Last week a National Academy of Science report was released that addresses what to do to maintain a U.S. advantage in science and technology in this century. With rapid advancement of science and technology R&D in nationas such as China, India, and other Asian countries, and with decreasing enrollments of American students in science, math, engineering, and other technical fields, it is absolutely wise and necessary for us to think longer-term and begin taking real action to address potential future problems if the U.S. were to lose its present lead in these areas. After all, we are the lone superpower due mostly to our technological and scientific advantage since World War II.
Below is an excerpt from a National Science Teachers Association (NSTA) email I just received:
"In the NAS report released last week the number one action item on the panel’s list of recommendations was to improve K-12 science and mathematics education.
Rising Above the Gathering Storm: Energizing and Employing America for a Brighter Economic Future, which was reported nationwide by Associated Press and the subject of a New York Times op-ed by columnist Tom Friedman, recommends a series of initiatives that include:
- Recruiting 10,000 students annually to become science and math teachers, thereby educating 10 million young minds, by awarding four-year merit-based scholarships to be paid back through a commitment to teach five years in K-12 schools. Teachers serving in hard-to-staff inner city and rural schools would receive an additional bonus.
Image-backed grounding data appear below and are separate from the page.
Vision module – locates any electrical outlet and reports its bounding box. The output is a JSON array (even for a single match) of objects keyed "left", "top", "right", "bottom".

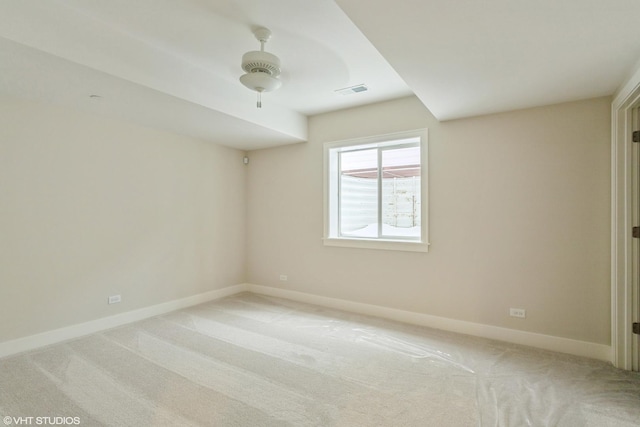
[
  {"left": 108, "top": 294, "right": 122, "bottom": 304},
  {"left": 509, "top": 308, "right": 526, "bottom": 318},
  {"left": 279, "top": 274, "right": 288, "bottom": 281}
]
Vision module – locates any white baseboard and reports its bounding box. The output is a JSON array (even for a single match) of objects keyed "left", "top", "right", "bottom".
[
  {"left": 1, "top": 283, "right": 612, "bottom": 364},
  {"left": 0, "top": 284, "right": 248, "bottom": 359},
  {"left": 247, "top": 284, "right": 612, "bottom": 363}
]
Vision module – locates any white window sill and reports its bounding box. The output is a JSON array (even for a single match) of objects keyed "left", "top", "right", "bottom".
[{"left": 323, "top": 237, "right": 429, "bottom": 253}]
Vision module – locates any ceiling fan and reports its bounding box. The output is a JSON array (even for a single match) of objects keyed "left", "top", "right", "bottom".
[{"left": 239, "top": 27, "right": 282, "bottom": 108}]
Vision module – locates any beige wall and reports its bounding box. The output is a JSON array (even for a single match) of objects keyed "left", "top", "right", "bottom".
[
  {"left": 0, "top": 96, "right": 246, "bottom": 342},
  {"left": 0, "top": 93, "right": 612, "bottom": 347},
  {"left": 247, "top": 95, "right": 612, "bottom": 345}
]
- Strengthening the skills of 250,000 current teachers thru summer institute training programs, in master programs, and thru Advanced Placement (AP) and International Baccalaureate (IB) training programs.
- Increasing the number of students in AP and IB math and science courses from 1.2 million to 4.5 million by 2010.
Other proposals include sustaining and strengthening the nation’s commitment to basic research and developing strategies to recruit and retain the brightest students from within the United States and abroad into science, technology, engineering, and mathematics (STEM) careers.
Norman Augustine, the retired chairman and CEO of Lockheed Martin and chair of the panel that issued the report, is expected to testify October 20 before the U.S. House of Representatives Science Committee hearing on Science, Technology, and Global Economic Competitiveness. Read the report online at http://www.nap.edu/books/0309100399/html."
I've only begun to skim the nearly 500-page report, but it appears to be very thorough and honest about what to do to improve our situation as well as paints a picture of what our nation may be like if we were to lose our advantage in these areas. It is time for us to make real commitments to improve at all levels, but I agree the top priority is to begin getting serious about K-12 science and math education, as well as to provide incentives for more of our best and brightest to go into science, math and engineering rather than more lucrative fields like law and MBA programs. In order to do this, we need serious collaborations between schools, universities, the federal government, and the tech related business sector who can provide funding, materials, practical expertise, and mentorships for the next generation of students.